For consulting companies' clients, establishing a presence on the Internet is not about knowing HTML anymore; companies want to harness and manage information through the Internet, analysts say. Large corporations "are not interested in having flashy Web pages or flashy graphics," Janesky said." They are interested in being integrated with suppliers, customers and distributors."

David Sturtz, an analyst at Credit Suisse First Boston, agrees. "Those skill sets are not tied to a current fad," he said. "They were in need before the Internet boom, and they will still be in need after it's gone."

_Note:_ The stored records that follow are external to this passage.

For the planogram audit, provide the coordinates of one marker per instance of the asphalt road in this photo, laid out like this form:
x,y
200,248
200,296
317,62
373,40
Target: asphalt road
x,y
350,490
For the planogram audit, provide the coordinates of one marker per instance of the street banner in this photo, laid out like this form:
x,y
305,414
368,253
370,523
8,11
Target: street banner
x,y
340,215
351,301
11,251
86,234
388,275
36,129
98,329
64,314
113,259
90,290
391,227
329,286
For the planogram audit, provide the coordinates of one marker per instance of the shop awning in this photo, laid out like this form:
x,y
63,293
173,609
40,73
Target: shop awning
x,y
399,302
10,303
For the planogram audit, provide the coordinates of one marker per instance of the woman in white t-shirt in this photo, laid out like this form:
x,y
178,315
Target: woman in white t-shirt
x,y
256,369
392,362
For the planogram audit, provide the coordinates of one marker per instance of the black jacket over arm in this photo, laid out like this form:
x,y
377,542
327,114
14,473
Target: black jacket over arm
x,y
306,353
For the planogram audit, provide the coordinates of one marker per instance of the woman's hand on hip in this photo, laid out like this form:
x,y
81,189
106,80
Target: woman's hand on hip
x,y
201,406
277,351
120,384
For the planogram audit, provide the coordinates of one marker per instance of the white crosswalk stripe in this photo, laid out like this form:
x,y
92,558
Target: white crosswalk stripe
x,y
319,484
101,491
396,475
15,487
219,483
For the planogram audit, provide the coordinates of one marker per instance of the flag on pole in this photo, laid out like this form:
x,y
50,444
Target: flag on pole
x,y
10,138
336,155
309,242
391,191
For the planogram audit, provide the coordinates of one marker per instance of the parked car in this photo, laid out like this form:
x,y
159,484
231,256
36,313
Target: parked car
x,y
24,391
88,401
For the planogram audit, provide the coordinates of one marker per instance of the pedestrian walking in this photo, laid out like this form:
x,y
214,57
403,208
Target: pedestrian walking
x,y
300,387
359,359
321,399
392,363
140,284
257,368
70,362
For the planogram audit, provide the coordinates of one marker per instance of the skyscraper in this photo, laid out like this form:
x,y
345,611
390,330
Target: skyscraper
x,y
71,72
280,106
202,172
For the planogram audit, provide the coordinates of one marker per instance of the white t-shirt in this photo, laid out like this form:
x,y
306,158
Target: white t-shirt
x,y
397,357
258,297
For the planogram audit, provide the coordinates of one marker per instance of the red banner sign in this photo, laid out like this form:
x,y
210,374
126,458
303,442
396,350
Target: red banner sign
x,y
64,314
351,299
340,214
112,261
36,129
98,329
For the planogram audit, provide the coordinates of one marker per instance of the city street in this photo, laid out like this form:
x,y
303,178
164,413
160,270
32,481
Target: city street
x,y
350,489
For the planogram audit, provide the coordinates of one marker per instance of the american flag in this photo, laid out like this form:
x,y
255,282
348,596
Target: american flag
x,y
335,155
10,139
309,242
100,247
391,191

"If some firms today went into a large corporation and presented themselves as e-business strategists, they'd be laughed out of the room," Janesky said. "You might have been able to pull that off with companies that are emerging or scrambling to get on the Web, but that's not going to work with Fortune 500 companies."

So who will be the winners? Analysts say it is too early to hand out prizes. Earnings over the next two quarters will ultimately clear up the uncertainty that hangs over the industry, and will reveal which companies have successfully moved out of serving dot-coms.

While no one is out of the running yet, analysts say players such as Sapient, MarchFirst, Razorfish and Scient appear to have the best chance at success. Razorfish has always held a larger percentage of Fortune 500 clients and 10 percent or less of dot-com start-ups. Analysts say both Scient and Razorfish shifted their client focus early on.

Luminant, Proxicom and strategist Diamond Technology Partners have also earned honorable mentions in the race.

But even as analysts begin to see possible winners, the whole industry is suffering on the stock market. Viant, Xpedior, Luminant and Razorfish all hit new 52-week lows recently. Sapient has fallen about 41 percent this year and Scient has dropped 73 percent. Organic, iXL and MarchFirst are all trading very close to their 52-week lows.

"It's hard to predict how long this lull will last," Scient's Lochhead said. "The public markets are so fickle?Hopefully, over several weeks or months, (the market) will realize a big difference from the winners and the laggards."